An aspiring influencer

China first opened up its economy for foreign investment and started to enact free market reforms at the end of the 1970s. Deng Xiaoping’s modernising agenda has resulted in the country becoming the fastest growing major economy in the world over a period of thirty years. It’s now second only to the United States and predicted to overtake the capitalist behemoth by the end of the century. This ‘progress’ has not come without a price.

In the same way that the ‘American dream’ captured the imaginations of people across the US during the 1950s, notions of the ‘Chinese dream’ have become prevalent throughout ‘The Red Dragon’. However, like its namesake, theory and practice are two very different beasts.
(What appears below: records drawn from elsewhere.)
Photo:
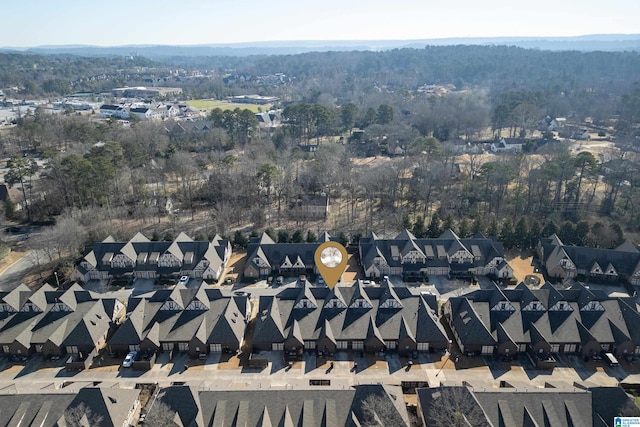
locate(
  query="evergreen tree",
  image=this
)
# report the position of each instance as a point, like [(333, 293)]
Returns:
[(567, 233), (535, 233), (549, 229), (418, 229), (342, 238), (311, 237), (506, 233), (271, 233), (493, 230), (435, 226), (521, 234), (297, 237), (283, 236), (478, 226), (448, 223), (582, 231), (464, 228), (239, 239), (406, 222)]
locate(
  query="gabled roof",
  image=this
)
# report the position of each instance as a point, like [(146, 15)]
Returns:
[(405, 235), (269, 327), (467, 323), (373, 336), (324, 237), (18, 296), (295, 336)]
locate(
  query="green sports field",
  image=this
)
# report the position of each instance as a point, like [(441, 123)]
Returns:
[(210, 104)]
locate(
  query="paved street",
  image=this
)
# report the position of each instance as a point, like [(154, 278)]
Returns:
[(348, 369)]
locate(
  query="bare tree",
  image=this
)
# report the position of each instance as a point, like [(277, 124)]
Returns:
[(82, 416), (455, 406)]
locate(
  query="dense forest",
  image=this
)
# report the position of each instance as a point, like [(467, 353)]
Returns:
[(364, 128)]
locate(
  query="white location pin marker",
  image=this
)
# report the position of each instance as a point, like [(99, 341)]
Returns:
[(331, 261)]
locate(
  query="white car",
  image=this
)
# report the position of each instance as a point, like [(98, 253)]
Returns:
[(128, 361)]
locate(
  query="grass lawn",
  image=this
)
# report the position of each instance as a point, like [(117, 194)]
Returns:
[(210, 104)]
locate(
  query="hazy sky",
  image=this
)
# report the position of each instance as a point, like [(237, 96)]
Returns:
[(119, 22)]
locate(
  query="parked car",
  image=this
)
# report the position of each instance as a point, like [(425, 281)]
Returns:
[(128, 361), (242, 294)]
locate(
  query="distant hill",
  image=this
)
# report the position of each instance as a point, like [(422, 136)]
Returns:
[(596, 42)]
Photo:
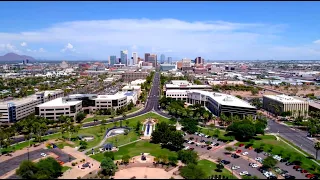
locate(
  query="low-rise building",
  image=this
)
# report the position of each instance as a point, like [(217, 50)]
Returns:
[(217, 103), (61, 106), (277, 104)]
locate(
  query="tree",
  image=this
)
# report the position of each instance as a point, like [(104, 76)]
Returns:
[(80, 116), (269, 162), (138, 125), (108, 167), (27, 170), (188, 156), (48, 168), (83, 145), (229, 148), (192, 171), (317, 148), (125, 159), (109, 154)]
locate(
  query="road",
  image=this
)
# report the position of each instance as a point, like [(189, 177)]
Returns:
[(299, 138), (151, 105)]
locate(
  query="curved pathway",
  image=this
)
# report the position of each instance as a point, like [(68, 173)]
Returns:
[(152, 105)]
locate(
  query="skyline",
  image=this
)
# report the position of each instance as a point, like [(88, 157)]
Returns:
[(96, 30)]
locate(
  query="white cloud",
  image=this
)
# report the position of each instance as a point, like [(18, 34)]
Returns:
[(23, 44), (68, 47), (317, 41), (175, 38)]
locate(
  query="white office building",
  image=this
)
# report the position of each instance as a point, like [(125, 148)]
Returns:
[(16, 109), (217, 103), (54, 109)]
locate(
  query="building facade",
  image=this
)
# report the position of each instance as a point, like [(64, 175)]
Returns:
[(17, 109), (277, 104), (113, 60), (217, 103), (124, 57)]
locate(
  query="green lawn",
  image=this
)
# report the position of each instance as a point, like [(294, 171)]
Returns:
[(97, 132), (137, 148), (279, 147), (65, 168), (209, 167), (101, 117)]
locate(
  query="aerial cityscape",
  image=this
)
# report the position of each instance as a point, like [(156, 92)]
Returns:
[(161, 91)]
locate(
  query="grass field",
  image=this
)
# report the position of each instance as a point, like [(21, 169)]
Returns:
[(137, 148), (106, 117), (272, 145), (65, 168), (97, 132), (209, 168)]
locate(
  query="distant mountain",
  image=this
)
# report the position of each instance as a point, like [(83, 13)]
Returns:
[(15, 57)]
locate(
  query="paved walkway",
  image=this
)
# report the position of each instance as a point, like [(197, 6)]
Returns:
[(75, 171)]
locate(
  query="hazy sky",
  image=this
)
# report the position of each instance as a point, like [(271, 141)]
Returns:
[(212, 30)]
In Jessica Kingdon’s new documentary, Ascension, she travels to 51 locations across the country to observe the stark reality of modern industrial China.

Ascension is a highly cinematic study of consumerism and the polarised standards of living in China. As we travel across the country, we observe the disparities between rich and poor. Kingdon’s documentary follows the supply chain from factory worker, through the aspirational middle classes and eventually on to the playboy lifestyles of the rich.  Accompanied by a soundtrack from Dan Deacon, Ascension captures an economic and social revolution through incredible imagery.

Ascension launches on Paramount+ on 15 November.